During most of your undergraduate career you will be studying one or two papers in each term (a ‘paper’ is a course on a particular topic or period of literature), and will thus have about three tutorials a fortnight, supplemented by one or two college classes each week. You will also normally attend a number of lecture courses and seminars in the English Faculty.
It is usual to have one tutor for each paper, and this means that the tutor gets to know you and your work well, and is able to tailor the course according to your own individual interests, while guiding your progress throughout. The weekly tutorial, usually based around your own essay, gives you the chance to explore and clarify your ideas about the author or subject. Oxford tutors are active academic researchers at the forefront of their specialisms, and the tutorial system brings advantages both to students and tutors.

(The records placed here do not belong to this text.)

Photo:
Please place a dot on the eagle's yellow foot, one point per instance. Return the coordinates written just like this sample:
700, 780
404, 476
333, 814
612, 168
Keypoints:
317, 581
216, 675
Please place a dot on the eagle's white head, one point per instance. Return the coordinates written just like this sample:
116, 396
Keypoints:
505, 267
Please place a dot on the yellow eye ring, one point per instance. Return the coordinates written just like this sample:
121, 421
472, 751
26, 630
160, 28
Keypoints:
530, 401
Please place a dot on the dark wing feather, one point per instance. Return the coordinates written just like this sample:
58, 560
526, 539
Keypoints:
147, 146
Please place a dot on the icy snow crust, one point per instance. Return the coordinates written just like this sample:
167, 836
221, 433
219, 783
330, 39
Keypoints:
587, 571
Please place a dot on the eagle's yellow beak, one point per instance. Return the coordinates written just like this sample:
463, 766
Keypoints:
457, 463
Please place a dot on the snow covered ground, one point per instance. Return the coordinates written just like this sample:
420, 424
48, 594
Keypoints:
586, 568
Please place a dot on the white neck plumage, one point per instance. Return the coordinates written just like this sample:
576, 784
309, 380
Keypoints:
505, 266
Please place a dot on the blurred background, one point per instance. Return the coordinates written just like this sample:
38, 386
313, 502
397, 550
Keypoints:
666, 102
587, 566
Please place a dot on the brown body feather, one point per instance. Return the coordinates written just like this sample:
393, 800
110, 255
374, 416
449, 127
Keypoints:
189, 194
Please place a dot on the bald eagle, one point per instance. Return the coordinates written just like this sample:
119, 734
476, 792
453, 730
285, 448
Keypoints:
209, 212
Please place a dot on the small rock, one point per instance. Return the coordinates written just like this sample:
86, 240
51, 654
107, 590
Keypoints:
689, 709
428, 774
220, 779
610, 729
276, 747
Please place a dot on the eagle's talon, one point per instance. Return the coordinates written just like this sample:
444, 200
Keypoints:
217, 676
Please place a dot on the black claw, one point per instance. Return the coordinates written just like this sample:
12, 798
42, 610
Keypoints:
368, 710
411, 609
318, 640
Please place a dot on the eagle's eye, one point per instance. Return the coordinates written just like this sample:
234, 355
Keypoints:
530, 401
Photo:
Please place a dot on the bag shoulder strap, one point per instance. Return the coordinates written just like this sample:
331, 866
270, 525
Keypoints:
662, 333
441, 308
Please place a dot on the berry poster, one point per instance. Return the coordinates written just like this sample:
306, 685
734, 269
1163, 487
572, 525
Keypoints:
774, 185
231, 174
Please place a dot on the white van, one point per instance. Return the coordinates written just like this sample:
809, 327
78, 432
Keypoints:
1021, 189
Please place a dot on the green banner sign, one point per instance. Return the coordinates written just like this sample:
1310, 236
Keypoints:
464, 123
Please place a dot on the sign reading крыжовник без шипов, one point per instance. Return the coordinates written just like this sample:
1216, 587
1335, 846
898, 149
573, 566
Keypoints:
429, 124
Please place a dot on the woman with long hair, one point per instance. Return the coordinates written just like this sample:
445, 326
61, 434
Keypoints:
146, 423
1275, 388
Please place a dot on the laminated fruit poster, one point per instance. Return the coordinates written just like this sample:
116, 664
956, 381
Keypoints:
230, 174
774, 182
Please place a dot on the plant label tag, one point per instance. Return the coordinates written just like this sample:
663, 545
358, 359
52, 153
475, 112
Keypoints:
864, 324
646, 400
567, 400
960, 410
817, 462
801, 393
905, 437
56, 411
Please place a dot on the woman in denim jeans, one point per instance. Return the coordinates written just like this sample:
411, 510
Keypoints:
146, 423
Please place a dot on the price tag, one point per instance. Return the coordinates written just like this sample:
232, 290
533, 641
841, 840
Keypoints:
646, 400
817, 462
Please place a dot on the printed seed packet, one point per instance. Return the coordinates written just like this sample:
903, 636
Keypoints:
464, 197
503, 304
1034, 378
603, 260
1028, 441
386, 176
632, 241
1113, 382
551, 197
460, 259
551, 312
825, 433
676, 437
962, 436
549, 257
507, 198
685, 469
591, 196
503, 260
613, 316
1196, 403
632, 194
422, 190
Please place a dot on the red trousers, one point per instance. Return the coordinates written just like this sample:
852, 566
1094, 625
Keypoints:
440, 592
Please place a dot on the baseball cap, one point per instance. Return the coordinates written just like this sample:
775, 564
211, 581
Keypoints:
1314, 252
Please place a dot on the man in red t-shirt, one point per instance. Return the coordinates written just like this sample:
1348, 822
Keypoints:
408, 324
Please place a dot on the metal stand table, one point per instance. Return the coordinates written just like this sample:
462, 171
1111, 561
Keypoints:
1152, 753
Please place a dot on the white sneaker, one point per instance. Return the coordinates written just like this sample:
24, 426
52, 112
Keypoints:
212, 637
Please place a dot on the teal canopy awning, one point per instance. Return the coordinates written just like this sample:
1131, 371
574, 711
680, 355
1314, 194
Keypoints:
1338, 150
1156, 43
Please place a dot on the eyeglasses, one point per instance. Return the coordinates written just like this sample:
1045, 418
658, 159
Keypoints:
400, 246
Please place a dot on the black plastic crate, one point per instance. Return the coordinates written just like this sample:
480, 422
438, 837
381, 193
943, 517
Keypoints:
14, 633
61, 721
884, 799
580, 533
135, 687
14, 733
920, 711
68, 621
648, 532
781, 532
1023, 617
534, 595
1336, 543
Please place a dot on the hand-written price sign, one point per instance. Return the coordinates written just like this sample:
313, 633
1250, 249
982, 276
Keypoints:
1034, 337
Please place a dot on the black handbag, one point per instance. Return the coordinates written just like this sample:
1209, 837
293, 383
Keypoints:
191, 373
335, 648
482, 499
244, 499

Our students find that studying a tutor's area of research improves their own work; in addition, our third-year courses and dissertations enable students to work even more closely with tutors on current research areas, preparing them for graduate study. Our tutors also find that tutorial discussions often prompt them to reflect on their own research in new ways.
Oxford places considerable emphasis on the production of regular written work, normally in the form of essays. This ensures that you have brought your ideas on a subject to a point where you are able to express them cogently on paper. This kind of training is also excellent preparation for many of the kinds of careers available to you after university.

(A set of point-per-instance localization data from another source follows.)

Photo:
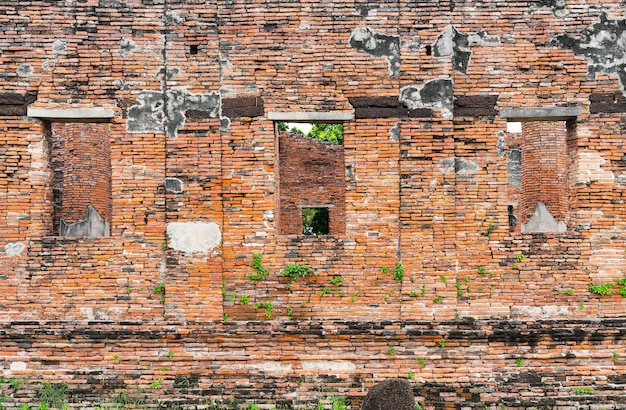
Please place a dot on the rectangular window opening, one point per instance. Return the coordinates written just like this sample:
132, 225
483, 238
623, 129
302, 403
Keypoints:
311, 170
80, 165
315, 221
539, 175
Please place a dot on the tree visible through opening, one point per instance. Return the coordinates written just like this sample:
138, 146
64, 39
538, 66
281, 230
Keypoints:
315, 221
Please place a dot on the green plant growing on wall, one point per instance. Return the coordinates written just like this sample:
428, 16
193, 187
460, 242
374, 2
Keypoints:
398, 272
295, 272
583, 390
601, 289
268, 306
53, 395
490, 228
260, 271
520, 257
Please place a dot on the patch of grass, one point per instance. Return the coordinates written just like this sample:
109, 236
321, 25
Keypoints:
260, 271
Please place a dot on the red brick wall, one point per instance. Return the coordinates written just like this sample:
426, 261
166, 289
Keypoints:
312, 173
426, 189
545, 169
80, 157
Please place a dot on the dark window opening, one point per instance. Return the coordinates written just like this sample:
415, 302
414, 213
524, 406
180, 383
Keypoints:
311, 170
315, 221
80, 161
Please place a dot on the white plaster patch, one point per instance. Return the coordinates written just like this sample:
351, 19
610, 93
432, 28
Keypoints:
59, 46
328, 365
193, 237
14, 248
273, 367
607, 264
590, 169
16, 366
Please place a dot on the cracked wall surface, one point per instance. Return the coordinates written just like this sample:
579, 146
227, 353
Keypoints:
436, 257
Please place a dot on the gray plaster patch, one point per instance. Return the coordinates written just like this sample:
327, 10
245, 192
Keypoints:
603, 45
437, 93
154, 113
514, 168
501, 146
193, 237
92, 226
558, 7
127, 46
14, 248
173, 185
59, 46
459, 165
463, 166
394, 132
543, 221
24, 70
452, 43
378, 45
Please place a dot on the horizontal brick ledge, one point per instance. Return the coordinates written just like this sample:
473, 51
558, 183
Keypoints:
89, 114
320, 116
540, 113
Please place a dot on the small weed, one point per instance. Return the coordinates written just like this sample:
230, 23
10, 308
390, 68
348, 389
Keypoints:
53, 394
15, 383
398, 272
260, 271
601, 289
337, 280
156, 384
159, 289
490, 228
296, 272
583, 390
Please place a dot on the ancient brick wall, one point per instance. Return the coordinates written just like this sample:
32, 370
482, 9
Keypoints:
312, 173
80, 160
431, 277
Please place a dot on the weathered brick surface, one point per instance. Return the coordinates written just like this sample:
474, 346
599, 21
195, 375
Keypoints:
429, 173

The English degree at Oxford is one of the broadest in the country, and you will have the chance to study all periods of English Literature, from 650 AD to the present day.
In the first year, you will study three periods of English Literature (Early Medieval, Victorian and Modern Literature), in addition to an introductory course to studying Language and Literature, which is designed to furnish you with skills that you can draw on for the remainder of your studies.
In the second year and third years, you will study English Literature from 1350 to 1830. There is one compulsory author paper, on Shakespeare. In addition to these, you can choose from a lengthy list of topics for your Special Options paper in the third year. This is the only paper delivered primarily through seminars. The convenor for each option will guide you as you decide on a facet of the topic to pursue in an extended essay. You will then write a dissertation, which can be on any topic of your choice, or which might approach Language and/or Literature from a more thematic point of view.
Alternatively, in the second and third years, you can follow our course focusing on earlier literature and the history of English (Course II). The compulsory papers cover the literatures of England from 650 to 1550, along with textual criticism (in which you will begin the study of many aspects of manuscript culture) and the history of the English language up to c. 1800. Optional papers for this course might include Old Norse, Old French, Shakespeare and Literature in English from 1550 - 1660. As with the other second and third year course, you will also write a dissertation on a subject area of your choice.
You can find further details about the course structure here.
You can find out more about opportunities to pursue creative writing, drama, or journalism on our FAQs page.
The course is examined through a combination of examinations and submitted written work. First-year work requires you to submit one piece of coursework, a porfolio of two 1,500-word essays, towards the start of your third term. The year then culminates in a set of examinations, in which your other three papers are assessed through three-hour written examinations. You must pass all of these papers in order to pass the examination as a whole and to enter into the second year, but the marks that you get do not count towards your final examination result; effectively you start anew in the second year.
In the second and third years, the four period papers are assessed by three-hour examinations at the end of the third year. The Shakespeare paper is examined by a portfolio of written work, and the Special Option paper by an extended essay of 6,000 words. The Dissertation is a submitted essay of 8,000 words. This means that submitted work will comprise nearly half of your final assessment.